The Future of Smart Cities
How have the changes to urban living and working, caused by the covid pandemic, affected plans for smart cities? City center office blocks are standing empty, and residents are flocking to suburbs or rural areas. So does this mean plans to deploy technology to improve urban quality of life and deliver municipal services are on hold? Or is a rethought strategy necessary to ensure smart city projects are up to the task of tackling new challenges that have emerged?
This is the subject of a conversation I recently held for The Element podcast. My guests were Lorenzo Gonzales, a strategist for HPE global sales, and Yanick Pouffary, chief technologist for HPE Pointnext. We tackled questions ranging from how thinking on smart cities has evolved since the start of the Coronavirus outbreak to whether we will be living in cities at all – let alone smart cities – in the near future.
One thing that everyone can agree on is the need for city planning and resourcing to factor in the danger of future pandemic outbreaks going forward. Resilience is an important keyword when discussing this topic, and this could involve recognizing the need for a greater amount of personal space around individuals, in workplaces, leisure venues, on the streets, and on public transport. Beyond that, it also means building organizations that can be managed effectively through remote workforces.
Another indicator of the direction smart city strategies are likely to shift to is agreement on the fact that, in order to navigate these tumultuous changes, we need to understand them.
This, of course, requires data. Core to the smart city philosophy is the concept of measuring and recording human movement and activity throughout the urban environment while managing the essential privacy and security issues.
As Gonzalez points out, “You need the data to understand how people are living in the new context. You need the flexibility that only digital services can give to you in order to provide what business and citizens need."
So, it seems that the fundamentals of pre-covid thought around what smart cities are and how they operate mean the concept can survive the pandemic and hopefully help us move past it. But clearly, changes are needed to cope with shifting priorities.
Pouffary says she recognizes two categories of challenges here. Firstly, there are the obvious public health and safety issues, in that the focus of smart city research and development will switch towards reducing the danger posed by communicable diseases.
The second set of challenges will be around technology itself and ensuring there is sufficient understanding, buy-in, and resources dedicated to strategy, development, and deployment:
“The pandemic is accelerating the need for change but it’s also accelerating the requirement to be very pragmatic in how you address these big transformations. A reset has occurred … Covid has blown away established thinking, and for cities to be successful … they need to leverage technology.”
When it comes to considering what specific technology trends will provide solutions to these challenges, it makes sense that we will need to see increased investment in the "cloud and edge" model. This gives us the capability to use edge devices and sensors to understand the behavior of people, which can help to address issues around privacy as less personal information is processed and stored on cloud servers. It also frees up cloud capacity to crunch through the large volumes of mostly anonymized data from a myriad of sources that will let us understand the big picture.
"You have to learn from the actual actions. The actual situations that your citizens are operating under" says Pouffary. "You need to be able to bring the digital operating environment [and] the physical world so that you can augment the value and deliver the right services at the right time."
She points to Dehradun, India, as a city where HPE is working to deliver smart city initiatives that address emerging health threats. An Integrated Command and Control Center has been established to monitor data from all relevant sources, and facial recognition technology has been used to monitor areas under quarantine conditions. Authorities can be quickly alerted to areas where breaches are occurring, or dangerous situations are developing, and resources can be distributed to tackle them.

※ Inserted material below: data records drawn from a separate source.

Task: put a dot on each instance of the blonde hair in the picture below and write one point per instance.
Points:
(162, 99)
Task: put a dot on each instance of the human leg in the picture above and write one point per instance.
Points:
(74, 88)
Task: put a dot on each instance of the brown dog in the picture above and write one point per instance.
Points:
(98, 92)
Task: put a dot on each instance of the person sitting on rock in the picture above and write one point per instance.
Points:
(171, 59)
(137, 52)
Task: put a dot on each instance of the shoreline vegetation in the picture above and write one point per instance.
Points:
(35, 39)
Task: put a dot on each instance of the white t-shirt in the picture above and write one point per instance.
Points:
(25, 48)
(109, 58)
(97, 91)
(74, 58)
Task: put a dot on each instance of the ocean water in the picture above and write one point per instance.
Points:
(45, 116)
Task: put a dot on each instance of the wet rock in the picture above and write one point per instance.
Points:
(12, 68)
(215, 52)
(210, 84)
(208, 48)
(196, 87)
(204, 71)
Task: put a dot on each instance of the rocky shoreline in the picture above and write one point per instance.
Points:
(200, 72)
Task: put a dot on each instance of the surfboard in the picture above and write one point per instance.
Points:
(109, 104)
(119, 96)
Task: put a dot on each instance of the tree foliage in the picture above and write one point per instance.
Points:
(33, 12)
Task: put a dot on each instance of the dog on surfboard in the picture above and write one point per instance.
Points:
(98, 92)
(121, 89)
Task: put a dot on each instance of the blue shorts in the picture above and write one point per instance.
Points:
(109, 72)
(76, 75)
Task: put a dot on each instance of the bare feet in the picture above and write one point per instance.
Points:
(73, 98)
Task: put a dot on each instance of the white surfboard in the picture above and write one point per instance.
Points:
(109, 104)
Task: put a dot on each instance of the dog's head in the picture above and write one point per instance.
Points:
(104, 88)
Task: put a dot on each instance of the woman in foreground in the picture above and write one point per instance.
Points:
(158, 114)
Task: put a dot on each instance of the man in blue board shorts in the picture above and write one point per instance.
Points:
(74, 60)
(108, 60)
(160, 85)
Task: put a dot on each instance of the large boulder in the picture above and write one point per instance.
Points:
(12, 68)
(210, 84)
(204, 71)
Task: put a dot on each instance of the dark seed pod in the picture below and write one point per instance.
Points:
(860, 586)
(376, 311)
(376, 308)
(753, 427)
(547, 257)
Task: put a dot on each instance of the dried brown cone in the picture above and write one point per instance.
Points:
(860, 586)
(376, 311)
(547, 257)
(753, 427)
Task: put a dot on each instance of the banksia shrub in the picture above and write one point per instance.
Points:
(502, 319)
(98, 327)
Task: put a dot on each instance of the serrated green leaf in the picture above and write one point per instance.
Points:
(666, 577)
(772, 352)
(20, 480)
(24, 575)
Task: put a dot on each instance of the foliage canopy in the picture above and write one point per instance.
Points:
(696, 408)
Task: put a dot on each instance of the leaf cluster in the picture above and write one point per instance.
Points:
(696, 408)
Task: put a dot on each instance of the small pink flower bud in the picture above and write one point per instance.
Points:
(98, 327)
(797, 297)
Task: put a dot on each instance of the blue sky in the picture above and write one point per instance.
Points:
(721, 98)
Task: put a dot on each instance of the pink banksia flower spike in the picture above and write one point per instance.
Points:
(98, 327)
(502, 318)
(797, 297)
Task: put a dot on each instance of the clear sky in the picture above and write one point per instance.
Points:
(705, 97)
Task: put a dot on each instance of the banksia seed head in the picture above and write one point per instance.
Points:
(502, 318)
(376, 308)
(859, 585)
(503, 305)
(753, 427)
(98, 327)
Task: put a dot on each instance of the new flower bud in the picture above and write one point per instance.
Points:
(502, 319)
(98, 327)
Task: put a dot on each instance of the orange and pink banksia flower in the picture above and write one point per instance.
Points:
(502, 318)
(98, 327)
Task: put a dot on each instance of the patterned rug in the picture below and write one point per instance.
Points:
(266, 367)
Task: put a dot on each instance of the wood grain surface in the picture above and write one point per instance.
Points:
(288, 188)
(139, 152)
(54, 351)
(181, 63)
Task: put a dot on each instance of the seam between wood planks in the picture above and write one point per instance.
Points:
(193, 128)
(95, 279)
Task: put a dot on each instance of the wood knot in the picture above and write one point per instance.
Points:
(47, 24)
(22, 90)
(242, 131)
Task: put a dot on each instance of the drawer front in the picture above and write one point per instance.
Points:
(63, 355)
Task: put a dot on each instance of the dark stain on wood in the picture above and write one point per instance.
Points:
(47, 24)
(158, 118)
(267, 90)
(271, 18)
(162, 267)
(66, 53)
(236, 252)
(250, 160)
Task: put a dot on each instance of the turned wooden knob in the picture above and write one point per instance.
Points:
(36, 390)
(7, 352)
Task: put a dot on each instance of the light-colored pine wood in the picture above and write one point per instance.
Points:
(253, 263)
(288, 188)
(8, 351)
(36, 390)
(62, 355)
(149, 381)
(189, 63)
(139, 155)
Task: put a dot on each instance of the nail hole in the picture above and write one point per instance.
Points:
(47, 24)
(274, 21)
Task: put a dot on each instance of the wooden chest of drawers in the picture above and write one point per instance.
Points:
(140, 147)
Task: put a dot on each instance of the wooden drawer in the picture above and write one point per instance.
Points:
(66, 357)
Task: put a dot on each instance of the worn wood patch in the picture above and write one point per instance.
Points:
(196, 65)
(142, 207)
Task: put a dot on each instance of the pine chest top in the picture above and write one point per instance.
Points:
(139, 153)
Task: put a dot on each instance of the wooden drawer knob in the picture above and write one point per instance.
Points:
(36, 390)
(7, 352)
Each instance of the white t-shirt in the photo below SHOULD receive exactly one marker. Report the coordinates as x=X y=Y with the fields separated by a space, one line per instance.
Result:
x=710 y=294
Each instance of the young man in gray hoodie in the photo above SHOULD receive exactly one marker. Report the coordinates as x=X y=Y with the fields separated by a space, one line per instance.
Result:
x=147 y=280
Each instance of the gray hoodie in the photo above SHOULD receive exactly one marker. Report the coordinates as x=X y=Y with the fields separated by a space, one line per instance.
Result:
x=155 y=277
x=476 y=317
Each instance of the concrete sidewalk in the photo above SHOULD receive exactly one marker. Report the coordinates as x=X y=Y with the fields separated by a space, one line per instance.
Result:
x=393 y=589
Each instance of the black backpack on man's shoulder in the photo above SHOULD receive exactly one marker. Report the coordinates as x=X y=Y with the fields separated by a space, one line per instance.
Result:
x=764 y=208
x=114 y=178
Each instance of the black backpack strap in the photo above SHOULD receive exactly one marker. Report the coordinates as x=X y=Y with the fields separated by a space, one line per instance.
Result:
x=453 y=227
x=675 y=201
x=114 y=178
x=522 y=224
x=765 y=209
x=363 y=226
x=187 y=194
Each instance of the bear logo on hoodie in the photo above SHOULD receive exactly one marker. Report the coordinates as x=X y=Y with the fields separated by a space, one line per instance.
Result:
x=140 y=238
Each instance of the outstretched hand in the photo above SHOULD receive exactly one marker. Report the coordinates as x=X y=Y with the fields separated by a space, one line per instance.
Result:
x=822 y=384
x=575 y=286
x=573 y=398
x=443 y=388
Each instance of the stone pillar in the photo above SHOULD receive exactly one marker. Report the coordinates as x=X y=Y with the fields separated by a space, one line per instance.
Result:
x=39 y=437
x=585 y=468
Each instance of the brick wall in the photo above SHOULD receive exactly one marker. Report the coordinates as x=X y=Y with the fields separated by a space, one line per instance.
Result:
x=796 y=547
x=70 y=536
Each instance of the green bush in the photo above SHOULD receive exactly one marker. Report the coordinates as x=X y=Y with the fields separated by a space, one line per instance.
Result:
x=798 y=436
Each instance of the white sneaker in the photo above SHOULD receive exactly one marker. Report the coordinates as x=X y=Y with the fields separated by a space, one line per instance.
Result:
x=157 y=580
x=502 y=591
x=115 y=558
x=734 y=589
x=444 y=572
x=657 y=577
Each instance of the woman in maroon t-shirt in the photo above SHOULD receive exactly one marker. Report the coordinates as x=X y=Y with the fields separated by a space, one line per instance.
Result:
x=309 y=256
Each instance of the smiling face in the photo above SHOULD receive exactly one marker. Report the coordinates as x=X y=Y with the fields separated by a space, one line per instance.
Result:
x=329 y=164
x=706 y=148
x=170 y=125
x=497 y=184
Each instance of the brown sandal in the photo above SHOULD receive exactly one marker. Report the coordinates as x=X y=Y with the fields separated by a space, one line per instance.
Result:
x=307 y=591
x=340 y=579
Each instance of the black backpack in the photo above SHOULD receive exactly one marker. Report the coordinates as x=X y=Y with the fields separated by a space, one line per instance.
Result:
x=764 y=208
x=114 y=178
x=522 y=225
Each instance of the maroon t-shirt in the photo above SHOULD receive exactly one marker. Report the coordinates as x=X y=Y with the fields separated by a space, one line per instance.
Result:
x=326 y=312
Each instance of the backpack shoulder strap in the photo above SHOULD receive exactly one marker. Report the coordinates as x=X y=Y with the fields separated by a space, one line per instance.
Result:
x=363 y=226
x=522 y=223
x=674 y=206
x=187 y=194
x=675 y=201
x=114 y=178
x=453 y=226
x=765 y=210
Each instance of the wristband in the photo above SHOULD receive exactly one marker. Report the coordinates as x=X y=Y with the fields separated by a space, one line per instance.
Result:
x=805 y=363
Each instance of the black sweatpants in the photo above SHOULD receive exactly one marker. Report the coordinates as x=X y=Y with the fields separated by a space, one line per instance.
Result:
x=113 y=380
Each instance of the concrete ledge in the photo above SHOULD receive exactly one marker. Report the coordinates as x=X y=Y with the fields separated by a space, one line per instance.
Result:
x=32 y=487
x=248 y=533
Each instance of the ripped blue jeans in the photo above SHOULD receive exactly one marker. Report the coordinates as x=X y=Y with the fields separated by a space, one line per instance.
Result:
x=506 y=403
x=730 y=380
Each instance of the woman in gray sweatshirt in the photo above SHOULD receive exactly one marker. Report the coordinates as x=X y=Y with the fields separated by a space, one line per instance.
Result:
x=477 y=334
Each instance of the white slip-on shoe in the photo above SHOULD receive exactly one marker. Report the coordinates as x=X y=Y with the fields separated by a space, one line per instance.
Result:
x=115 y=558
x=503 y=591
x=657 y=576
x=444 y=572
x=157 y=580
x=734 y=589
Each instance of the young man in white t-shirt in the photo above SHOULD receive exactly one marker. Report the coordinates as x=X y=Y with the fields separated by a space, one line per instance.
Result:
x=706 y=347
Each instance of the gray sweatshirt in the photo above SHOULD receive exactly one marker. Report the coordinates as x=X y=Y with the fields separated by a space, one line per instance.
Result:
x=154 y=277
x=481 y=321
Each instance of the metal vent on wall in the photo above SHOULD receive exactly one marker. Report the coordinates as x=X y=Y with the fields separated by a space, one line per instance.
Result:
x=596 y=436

This raises the point that smart city technology needs to be deployed with consideration for local feeling and culture, but it’s true that there’s no one-size-fits-all template for turning a city smart. What will work in an ancient metropolis like Rome might not work in an environment that has sprung to life in the past century, such as Dubai.
This means smart city rollout generally has to be coordinated on a locale-by-locale basis – giving rise to the role of “master systems integrator” (MSI). MSI is a term that originated in the building industry, but the role also scales to city-wide projects. This is a person or persons with an understanding of the specific requirements and challenges posed by an urban area and working with multiple agencies to create case studies and coordinate projects. Their goal is to ensure all elements of smart city infrastructure achieve their strategic objectives while working efficiently with each other. After all, it's easy to see how data gathered by, for example, automated traffic management systems may be useful in designing systems to manage pedestrian congestion, so why deploy two camera networks?
Pouffary says, “All of these cities … if they started their journey towards smarter services, they have capabilities which can then be repurposed for both addressing the pandemic and enabling them to scale to the next set of requirements.”
A final point we all agreed on – the entire purpose of smart cities and their reason to exist – serving the needs of people – will be invalid without one key ingredient – trust.
Smart city dwellers need to be able to trust the fact that these systems work and are operated entirely with their best interests in mind. Allowing them to be subverted by political or corporate interests would be disastrous when consenting data sharing is so integral to their effectiveness.